Parfaite

Quatrième de couverture

Je ne demande pas grand-chose à la vie. Je veux juste être la meilleure.

La meilleure élève, celle qui obtient toujours la note la plus élevée de la classe, peu importe la matière.

La meilleure fille pour mes parents, qui ont déjà assez de préoccupations avec la ferme, mon frère hyperactif et le manque d’argent.

La meilleure amie pour Katy, ma best depuis toujours, même si je sais qu’elle se sert de moi.

Et, même, la meilleure des « victimes ». Celle qui a surmonté la plus terrible épreuve de toute sa vie : un enlèvement… Et sans aucune séquelle !

Bref, je veux exceller dans tout.

Pourtant, quelque part en moi, il y a cette voix qui ne cesse de me répéter que je pourrais être plus-que-parfaite. Mais comment ? Arrête de bouffer, pauvre conne.

L’histoire d’Annie est basée sur un fait vécu.
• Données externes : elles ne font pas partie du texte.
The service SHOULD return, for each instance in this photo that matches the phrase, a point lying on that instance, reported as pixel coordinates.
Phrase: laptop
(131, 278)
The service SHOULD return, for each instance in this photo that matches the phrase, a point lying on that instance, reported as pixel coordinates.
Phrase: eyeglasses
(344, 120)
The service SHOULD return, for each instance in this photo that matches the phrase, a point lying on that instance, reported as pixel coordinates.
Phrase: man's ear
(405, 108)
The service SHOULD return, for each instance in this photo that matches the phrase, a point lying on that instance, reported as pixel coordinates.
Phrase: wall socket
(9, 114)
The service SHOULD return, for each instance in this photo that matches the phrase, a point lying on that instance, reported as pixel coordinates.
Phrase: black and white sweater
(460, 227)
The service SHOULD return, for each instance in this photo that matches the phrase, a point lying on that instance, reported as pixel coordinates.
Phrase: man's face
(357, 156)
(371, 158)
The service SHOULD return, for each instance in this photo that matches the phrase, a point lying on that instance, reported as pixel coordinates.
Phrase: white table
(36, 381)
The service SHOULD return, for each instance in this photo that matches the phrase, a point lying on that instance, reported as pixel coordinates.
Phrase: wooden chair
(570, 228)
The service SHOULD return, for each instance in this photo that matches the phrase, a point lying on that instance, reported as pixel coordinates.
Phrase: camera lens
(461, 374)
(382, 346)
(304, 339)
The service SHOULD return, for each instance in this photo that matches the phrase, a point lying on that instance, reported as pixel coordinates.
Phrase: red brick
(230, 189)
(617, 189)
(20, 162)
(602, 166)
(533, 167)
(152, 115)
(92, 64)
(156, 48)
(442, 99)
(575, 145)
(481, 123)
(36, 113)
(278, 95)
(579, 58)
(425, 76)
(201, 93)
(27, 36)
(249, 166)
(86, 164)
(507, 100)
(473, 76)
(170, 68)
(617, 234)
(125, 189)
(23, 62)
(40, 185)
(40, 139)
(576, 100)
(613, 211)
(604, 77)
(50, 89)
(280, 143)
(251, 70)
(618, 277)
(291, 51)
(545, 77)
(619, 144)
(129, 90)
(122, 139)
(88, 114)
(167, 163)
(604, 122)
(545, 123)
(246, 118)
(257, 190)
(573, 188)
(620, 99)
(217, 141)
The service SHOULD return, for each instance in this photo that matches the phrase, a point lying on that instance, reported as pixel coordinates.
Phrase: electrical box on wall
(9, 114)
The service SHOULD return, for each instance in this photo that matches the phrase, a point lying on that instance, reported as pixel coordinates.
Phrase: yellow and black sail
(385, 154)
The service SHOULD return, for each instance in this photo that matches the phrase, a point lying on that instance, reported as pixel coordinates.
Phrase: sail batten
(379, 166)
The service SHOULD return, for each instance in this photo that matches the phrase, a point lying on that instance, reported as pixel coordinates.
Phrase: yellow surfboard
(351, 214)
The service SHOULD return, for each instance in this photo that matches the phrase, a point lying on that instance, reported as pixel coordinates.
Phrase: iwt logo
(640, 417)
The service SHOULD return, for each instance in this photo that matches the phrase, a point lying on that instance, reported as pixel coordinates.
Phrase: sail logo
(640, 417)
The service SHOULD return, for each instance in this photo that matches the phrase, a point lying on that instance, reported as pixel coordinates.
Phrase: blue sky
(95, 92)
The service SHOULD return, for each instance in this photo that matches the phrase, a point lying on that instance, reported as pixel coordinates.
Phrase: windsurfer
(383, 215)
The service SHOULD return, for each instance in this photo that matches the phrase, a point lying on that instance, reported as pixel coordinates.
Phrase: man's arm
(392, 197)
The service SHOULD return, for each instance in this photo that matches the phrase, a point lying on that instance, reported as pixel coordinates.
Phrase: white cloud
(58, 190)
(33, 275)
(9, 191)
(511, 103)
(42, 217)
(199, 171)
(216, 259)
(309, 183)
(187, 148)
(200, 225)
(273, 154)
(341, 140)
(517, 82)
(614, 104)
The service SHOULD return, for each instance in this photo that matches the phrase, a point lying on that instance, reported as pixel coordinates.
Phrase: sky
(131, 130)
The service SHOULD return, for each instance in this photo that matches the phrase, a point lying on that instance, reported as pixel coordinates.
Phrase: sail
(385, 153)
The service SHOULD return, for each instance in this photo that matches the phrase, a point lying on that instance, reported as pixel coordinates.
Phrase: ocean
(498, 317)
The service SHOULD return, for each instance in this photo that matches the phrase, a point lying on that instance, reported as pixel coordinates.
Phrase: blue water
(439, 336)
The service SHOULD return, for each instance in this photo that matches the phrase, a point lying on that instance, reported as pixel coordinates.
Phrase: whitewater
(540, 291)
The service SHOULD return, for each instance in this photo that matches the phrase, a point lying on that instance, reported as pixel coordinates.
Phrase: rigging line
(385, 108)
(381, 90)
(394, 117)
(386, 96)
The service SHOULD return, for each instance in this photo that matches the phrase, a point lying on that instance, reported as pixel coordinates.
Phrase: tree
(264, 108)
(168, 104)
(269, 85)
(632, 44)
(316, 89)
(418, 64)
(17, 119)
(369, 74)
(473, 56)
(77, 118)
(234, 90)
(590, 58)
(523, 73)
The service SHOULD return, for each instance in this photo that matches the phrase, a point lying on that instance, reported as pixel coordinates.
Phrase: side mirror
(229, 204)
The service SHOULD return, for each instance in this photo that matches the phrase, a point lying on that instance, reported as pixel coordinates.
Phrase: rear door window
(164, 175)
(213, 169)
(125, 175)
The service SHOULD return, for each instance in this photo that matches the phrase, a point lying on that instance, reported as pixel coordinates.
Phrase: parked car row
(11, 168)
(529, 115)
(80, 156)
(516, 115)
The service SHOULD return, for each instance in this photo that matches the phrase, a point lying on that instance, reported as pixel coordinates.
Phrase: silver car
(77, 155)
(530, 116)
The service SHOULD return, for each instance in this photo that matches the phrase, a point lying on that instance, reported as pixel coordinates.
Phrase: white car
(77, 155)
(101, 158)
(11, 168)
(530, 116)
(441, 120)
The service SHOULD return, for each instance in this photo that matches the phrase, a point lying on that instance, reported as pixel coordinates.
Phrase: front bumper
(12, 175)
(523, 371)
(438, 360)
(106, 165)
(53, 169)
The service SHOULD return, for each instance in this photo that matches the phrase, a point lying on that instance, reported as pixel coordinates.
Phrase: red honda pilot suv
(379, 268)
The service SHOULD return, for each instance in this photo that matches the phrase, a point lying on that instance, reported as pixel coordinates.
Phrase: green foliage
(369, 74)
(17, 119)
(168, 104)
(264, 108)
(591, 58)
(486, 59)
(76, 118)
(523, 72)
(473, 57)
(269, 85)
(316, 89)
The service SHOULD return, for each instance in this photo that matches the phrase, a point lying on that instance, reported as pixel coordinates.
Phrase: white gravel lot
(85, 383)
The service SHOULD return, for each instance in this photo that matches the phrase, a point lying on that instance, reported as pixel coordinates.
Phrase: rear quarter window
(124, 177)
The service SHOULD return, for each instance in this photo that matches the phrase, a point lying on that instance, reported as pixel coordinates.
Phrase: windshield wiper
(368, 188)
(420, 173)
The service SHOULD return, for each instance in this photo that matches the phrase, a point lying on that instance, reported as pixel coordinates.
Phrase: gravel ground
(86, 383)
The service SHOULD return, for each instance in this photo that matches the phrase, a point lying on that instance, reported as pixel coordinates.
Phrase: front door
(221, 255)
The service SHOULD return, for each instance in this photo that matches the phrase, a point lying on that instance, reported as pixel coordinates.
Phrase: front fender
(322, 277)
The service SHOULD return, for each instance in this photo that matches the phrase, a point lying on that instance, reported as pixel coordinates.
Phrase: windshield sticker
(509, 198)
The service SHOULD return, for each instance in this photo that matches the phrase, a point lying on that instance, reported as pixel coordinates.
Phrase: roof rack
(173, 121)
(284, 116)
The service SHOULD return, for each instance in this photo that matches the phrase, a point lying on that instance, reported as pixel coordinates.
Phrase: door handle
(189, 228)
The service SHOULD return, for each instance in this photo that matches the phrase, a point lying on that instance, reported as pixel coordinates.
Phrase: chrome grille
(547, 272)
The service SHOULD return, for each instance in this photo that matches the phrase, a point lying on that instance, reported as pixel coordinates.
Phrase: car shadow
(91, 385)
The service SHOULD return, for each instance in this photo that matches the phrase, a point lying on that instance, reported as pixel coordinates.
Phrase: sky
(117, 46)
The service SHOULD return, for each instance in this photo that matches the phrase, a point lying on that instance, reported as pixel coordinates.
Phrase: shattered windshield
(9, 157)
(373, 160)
L’anorexie n’est pas qu’une recherche absolue de la minceur. C’est la manifestation d’un profond mal-être, l’émergence d’une personnalité ultra performante, qui se fixe des objectifs irréalistes (pas seulement au niveau de l’image corporelle), qui se pousse au-delà de ses limites pour les atteindre et qui éprouve un sentiment de culpabilité constant lorsqu’elle n’y arrive pas. Au Canada, une adolescente sur trois souffre d’un trouble alimentaire, et une centaine de personnes en meurent chaque année. Les causes de l’anorexie sont nombreuses et complexes, voire insidieuses, ce qui la rend difficile à prévenir. Cependant, le rétablissement est possible, même s’il peut parfois être long et ponctué de rechutes.   

 Mon avis

Comme vous devez surement vous en douter, je suis tombé sous le charme de la collection Tabou, quand j’ai eu à choisir laquelle je voulais m’acheter j’ai passé un bon 30 minutes à les passer un à un, et à me demander lesquelles je choisirais ! Finalement mon choix s’est arrêter sur 2, dont « parfaite » … Pourquoi ? Parce que l’anorexie est un sujet qui me touche énormément !

Plus je lisais, et plus l’histoire derrière « parfaite » semblait me dire quelque chose… à un moment le déclic s’est produit et j’ai retrouvé la petite Véronique de « L’enlèvement » et là tous les morceaux se sont recollés, Annie, l’anorexique était en fait la petite fille qui s’était fait enlever par un homme lorsqu’elle avait 8 ans, puis, L’histoire prenait tout son sens, la suite était prévisible pour cette jeune fille qui avait vécu un calvaire ! À partir de ce moment je ne pouvais plus me détacher du roman, je devais continuer et connaître la suite ! Même si les deux personnages ne portaient pas le même prénom, elles ne faisaient qu’une et je n’ai pas pu m’empêcher de m’y attacher encore plus !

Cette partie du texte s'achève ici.